Primary factors that control top angular acceleration:

• motor torque
• gear ratio
• wheel base
• (static) coefficient of friction (between drive wheels and surface)
• weight on (drive) wheels
• moment of inertia

Just as there is "f = m * a" for linear acceleration, there is "τ = I * α" for angular acceleration. In that formula, τ is torque, I is momement of inertia, and α is angular acceleration.

Angular acceleration is just the rate of change of angular velocity, so if angular velocity is measured in radians/second, angular acceleration is radians/second/second.

Just as mass resists changes to linear velocity, moment of intertia resists change to angular velocity.

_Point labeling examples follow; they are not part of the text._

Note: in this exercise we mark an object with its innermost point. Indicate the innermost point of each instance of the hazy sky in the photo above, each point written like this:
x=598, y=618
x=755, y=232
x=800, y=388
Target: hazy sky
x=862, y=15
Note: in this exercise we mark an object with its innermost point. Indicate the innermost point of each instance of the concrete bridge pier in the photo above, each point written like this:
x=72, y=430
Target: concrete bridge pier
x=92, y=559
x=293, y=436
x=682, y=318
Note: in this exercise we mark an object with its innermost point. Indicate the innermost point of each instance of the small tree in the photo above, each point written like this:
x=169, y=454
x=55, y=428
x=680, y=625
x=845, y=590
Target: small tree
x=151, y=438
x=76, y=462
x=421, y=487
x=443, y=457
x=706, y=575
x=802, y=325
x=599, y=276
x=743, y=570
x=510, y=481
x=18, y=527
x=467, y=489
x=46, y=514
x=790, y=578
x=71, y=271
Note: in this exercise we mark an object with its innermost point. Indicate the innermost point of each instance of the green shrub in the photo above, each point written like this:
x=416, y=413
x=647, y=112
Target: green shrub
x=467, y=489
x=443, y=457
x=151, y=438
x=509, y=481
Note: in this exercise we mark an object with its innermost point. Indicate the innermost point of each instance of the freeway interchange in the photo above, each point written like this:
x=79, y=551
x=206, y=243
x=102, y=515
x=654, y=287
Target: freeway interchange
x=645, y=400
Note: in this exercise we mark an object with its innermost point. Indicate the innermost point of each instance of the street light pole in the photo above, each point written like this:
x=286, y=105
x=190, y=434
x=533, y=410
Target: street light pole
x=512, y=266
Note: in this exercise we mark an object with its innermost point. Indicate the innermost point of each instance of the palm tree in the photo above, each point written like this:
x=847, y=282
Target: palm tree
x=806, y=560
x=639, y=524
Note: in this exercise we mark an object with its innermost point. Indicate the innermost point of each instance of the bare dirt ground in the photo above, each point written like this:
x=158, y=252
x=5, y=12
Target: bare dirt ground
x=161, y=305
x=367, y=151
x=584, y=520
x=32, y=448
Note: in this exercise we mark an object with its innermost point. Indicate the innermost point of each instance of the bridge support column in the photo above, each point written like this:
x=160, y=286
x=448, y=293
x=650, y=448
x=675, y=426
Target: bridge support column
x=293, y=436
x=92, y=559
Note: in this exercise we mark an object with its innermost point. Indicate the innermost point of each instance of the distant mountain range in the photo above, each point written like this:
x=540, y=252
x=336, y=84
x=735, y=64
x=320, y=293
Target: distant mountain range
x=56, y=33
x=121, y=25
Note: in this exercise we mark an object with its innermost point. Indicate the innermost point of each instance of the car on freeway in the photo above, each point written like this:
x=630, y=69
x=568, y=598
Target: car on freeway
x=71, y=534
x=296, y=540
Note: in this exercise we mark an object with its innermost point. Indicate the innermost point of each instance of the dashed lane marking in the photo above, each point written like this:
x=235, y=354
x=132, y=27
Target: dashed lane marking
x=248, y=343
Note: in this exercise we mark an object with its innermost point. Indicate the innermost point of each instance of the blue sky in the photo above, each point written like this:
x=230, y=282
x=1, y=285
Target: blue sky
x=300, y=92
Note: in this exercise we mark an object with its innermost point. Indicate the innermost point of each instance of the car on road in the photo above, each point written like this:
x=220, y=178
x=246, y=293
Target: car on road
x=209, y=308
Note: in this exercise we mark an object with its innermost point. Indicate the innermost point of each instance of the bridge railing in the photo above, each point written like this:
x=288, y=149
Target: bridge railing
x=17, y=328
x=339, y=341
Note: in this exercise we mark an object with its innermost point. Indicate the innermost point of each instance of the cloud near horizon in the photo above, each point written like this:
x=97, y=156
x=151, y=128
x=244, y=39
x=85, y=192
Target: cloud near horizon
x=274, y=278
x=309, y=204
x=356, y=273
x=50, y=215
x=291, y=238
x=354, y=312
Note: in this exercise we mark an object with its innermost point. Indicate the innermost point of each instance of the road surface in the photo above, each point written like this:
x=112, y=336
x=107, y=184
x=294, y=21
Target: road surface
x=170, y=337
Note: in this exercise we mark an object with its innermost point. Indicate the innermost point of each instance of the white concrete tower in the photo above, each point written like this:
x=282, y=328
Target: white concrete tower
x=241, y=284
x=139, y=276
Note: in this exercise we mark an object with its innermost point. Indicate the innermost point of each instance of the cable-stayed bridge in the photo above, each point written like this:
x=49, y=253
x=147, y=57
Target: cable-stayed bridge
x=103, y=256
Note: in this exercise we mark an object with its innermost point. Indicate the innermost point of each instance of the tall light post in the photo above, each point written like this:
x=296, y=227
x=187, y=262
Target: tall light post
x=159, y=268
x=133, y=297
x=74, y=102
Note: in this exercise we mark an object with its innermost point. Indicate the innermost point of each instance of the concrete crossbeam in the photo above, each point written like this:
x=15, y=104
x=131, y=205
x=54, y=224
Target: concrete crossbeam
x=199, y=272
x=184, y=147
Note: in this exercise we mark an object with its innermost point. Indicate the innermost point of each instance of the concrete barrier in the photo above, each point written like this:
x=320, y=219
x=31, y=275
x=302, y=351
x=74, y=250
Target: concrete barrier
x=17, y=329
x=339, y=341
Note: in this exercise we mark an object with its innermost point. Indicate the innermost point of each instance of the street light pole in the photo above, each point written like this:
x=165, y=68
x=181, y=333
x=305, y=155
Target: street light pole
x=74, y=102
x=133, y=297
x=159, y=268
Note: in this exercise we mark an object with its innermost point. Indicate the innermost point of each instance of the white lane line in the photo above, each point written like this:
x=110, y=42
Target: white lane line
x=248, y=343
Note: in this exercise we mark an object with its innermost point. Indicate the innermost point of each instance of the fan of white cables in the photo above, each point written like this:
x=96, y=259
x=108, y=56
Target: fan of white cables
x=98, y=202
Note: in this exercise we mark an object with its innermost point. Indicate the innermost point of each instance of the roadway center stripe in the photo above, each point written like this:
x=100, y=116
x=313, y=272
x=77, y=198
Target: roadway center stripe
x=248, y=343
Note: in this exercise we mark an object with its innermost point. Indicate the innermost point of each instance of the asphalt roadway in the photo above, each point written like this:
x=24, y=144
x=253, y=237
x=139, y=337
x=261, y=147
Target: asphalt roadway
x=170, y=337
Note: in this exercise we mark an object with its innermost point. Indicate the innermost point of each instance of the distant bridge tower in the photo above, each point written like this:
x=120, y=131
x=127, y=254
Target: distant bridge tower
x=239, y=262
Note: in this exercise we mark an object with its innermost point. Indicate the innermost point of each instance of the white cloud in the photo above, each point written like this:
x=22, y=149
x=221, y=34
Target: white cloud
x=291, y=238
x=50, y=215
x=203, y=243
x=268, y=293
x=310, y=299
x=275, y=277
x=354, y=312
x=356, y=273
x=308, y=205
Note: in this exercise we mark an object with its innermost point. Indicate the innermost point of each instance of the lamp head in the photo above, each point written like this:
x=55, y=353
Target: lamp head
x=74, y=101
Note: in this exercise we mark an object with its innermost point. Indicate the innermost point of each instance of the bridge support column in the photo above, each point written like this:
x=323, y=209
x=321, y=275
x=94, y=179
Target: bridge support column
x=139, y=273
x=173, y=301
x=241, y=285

The definition I find simplest for moment of inertia is that it is the volume integral of r2 * mass_density(). If you want to avoid using calculus (which will just get messy anyways if you try to get an exact value), you can use solid cylinders (and cylindrical holes therein) to approximate the mass distribution of your robot. The moment of inertia of a solid cylinder with radius r and mass m is m/2 * r2.

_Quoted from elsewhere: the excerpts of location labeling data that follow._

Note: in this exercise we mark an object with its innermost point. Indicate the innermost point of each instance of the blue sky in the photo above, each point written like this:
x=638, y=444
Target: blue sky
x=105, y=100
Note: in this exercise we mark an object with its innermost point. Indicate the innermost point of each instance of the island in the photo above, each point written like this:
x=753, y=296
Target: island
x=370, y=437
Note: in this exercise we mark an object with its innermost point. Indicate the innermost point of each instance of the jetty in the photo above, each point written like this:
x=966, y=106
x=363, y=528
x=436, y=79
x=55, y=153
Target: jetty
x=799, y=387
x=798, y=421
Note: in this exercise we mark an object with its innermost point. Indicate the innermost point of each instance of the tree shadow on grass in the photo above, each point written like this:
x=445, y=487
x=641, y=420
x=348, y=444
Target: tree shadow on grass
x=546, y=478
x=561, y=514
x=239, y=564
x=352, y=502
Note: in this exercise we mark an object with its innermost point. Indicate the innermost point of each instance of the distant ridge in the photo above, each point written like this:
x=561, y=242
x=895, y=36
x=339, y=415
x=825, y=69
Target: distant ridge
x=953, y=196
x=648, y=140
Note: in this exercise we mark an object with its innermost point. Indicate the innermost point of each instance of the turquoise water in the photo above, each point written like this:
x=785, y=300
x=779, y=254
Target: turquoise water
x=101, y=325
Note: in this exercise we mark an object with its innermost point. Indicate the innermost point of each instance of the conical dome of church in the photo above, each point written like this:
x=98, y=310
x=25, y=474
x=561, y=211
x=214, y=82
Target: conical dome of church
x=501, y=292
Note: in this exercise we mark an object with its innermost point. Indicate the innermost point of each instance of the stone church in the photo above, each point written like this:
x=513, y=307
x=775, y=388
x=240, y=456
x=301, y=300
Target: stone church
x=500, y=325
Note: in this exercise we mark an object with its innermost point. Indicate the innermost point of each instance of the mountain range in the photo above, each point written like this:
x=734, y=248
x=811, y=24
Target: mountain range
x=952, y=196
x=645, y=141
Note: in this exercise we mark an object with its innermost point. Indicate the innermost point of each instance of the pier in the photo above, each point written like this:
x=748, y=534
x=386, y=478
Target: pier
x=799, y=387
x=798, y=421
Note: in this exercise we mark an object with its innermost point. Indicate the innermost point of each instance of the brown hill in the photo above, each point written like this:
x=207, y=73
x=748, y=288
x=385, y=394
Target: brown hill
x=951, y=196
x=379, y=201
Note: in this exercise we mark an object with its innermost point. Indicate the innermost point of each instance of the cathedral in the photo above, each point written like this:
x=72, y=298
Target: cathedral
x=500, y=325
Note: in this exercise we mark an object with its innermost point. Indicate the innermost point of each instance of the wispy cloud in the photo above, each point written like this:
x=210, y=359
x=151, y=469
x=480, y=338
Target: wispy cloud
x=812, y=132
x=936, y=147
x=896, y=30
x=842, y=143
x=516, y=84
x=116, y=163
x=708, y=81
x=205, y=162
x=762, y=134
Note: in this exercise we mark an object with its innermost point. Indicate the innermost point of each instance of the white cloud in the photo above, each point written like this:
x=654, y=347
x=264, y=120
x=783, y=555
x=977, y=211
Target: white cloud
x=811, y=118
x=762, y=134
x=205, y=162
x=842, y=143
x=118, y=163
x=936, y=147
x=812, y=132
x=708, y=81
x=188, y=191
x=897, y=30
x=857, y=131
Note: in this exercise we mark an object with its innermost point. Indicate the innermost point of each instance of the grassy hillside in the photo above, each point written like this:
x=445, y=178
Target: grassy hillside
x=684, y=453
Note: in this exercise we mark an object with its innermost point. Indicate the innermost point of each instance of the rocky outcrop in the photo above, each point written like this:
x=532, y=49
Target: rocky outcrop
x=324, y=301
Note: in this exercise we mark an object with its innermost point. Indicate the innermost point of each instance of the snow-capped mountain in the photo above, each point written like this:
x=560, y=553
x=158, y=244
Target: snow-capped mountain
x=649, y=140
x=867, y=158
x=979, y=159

For example, if your motors have total mass of 50 grams, and they are located between 3 and 5 cm from the center of your robot, then you can approximate their contribution to moment of inertia with a solid cylinder radius .05 minus a hole of radius .03:

motor_I = m/2 * (.052 - .032)

Compute approximations for the other major (significant mass) components and sum them to find the approximate momement of inertia for the entire robot.

Once that is done, top angular acceleration can be computed as follows:

drive_force = motor_torque * gear_ratio / wheel_radius
traction_force = weight_on_wheels * coefficient_of_friction
α = min(drive_force, traction_force) * (wheel_base / 2) / I

Note: Rotating in place is not necessarily the fastest strategy -- it's likely faster to keep moving along the line through the corners. However, stopping, rotating in place and then continuing is the strategy many robots actually use. (And the physics of moving along the line through the corners is beyond the scope of this presentation.)

## How fast can a robot finish a maze?

For any given maze solution, just add up the times of each step of the solution (where each step consists either of moving straight ahead or rotating in place).